Following increased scrutiny since the death of comedian Joan Rivers in September, Yorkville Endoscopy—the facility where Rivers was receiving care prior to her death—will reportedly be losing recognition as an accredited and certified facility for insurance purposes.
Both the Centers for Medicare Services and the American Association for the Accreditation of Ambulatory Surgery Facilities apparently removed their blessing because of substandard care provided by the facility.
As readers may remember, the facility was cited for substandard care following an investigation of the events that led to Rivers’ death, including failure to take notice of deteriorating vital signs. The firm that manages Yorkville Endoscopy and other surgical centers, has been cited for substandard care at its other facilities as well, though the firm’s attorney says the violations in question are not out of the norm for the industry and, in any case, have since been corrected.
Although Rivers’ death was officially classified as a complication and no evidence of negligence was found, her daughter Melissa Rivers hired a malpractice attorney last fall to investigate the case. It isn’t clear whether anything has come out of those efforts as yet.

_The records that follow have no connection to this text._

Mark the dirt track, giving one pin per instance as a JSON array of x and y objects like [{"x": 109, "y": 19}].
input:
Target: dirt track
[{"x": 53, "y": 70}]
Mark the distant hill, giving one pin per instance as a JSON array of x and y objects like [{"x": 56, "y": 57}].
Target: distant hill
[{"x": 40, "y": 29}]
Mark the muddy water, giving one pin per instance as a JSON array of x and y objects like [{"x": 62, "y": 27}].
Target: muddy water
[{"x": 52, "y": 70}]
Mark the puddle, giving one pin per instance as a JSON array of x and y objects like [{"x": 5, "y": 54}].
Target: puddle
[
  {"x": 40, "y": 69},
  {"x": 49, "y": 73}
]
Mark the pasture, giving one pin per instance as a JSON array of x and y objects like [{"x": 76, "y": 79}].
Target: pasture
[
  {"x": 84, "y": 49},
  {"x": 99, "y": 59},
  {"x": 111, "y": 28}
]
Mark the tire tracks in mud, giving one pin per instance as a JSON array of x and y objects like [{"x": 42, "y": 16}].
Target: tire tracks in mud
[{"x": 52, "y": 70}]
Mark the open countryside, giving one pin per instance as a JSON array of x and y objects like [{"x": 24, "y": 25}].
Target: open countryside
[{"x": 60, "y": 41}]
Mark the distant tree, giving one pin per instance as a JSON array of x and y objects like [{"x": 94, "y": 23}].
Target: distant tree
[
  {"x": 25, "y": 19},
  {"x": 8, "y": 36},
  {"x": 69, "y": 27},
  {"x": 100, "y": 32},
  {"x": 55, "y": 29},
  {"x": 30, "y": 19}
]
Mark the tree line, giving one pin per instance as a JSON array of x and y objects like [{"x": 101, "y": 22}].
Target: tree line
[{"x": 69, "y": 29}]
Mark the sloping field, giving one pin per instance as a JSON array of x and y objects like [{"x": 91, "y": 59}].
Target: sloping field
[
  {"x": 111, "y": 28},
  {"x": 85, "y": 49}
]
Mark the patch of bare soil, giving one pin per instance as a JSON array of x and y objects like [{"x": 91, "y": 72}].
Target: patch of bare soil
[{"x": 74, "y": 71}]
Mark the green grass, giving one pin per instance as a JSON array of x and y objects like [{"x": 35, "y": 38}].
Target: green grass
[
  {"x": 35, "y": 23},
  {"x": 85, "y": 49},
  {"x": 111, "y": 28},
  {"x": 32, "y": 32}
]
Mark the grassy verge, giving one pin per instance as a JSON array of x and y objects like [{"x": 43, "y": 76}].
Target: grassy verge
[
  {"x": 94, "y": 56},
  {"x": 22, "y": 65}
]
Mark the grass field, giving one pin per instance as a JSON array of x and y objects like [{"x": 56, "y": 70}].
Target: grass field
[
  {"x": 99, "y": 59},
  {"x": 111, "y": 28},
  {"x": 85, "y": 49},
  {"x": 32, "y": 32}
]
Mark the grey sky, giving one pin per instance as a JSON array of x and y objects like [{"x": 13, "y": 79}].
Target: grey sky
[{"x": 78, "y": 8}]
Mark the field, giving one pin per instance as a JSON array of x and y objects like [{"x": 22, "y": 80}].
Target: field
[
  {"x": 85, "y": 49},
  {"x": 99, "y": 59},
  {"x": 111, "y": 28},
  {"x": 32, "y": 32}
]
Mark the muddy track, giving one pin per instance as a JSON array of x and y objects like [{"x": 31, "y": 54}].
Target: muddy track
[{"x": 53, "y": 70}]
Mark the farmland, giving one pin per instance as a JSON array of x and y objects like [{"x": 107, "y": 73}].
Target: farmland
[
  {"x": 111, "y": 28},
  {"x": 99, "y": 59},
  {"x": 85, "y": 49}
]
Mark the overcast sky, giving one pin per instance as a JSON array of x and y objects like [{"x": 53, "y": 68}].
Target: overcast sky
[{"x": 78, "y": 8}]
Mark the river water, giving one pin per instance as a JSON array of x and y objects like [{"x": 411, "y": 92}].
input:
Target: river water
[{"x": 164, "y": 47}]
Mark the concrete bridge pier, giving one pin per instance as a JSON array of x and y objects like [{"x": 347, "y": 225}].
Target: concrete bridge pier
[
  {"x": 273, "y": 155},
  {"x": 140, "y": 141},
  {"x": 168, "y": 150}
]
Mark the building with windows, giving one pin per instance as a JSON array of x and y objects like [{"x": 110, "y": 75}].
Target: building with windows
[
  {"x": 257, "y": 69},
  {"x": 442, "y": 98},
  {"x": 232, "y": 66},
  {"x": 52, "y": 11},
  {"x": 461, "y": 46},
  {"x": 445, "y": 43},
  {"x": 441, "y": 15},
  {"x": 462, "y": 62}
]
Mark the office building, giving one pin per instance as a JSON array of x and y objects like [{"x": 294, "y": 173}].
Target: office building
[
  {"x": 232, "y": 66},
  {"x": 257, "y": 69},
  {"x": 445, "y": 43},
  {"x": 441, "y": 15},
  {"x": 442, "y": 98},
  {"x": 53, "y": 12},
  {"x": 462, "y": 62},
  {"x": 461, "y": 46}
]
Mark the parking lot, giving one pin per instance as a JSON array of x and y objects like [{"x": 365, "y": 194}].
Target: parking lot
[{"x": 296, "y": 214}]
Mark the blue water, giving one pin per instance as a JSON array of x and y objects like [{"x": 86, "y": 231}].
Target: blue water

Fatal medical errors, of course, are a serious issue and those who have family members who have died following substandard care have the right to seek compensation. Not every such case is going to result in a viable malpractice claim, but an experienced attorney can provide an honest assessment of the merits of a case and, if litigation is warranted, provide zealous advocacy in court.
Source: ABC News, “Joan Rivers’ Clinic Yorkville Endoscopy Vows to Stay Open,” Aaron Katersky, Lesley Messer, Jan. 13, 2015.
NBC New York, “I-Team: Joan Rivers Surgery Center Part of Network With Regulatory Troubles,” Chris Glorioso, Jan. 13, 2015.
CBS News, “Clinic that treated Joan Rivers loses accreditation,” Jan. 12, 2015.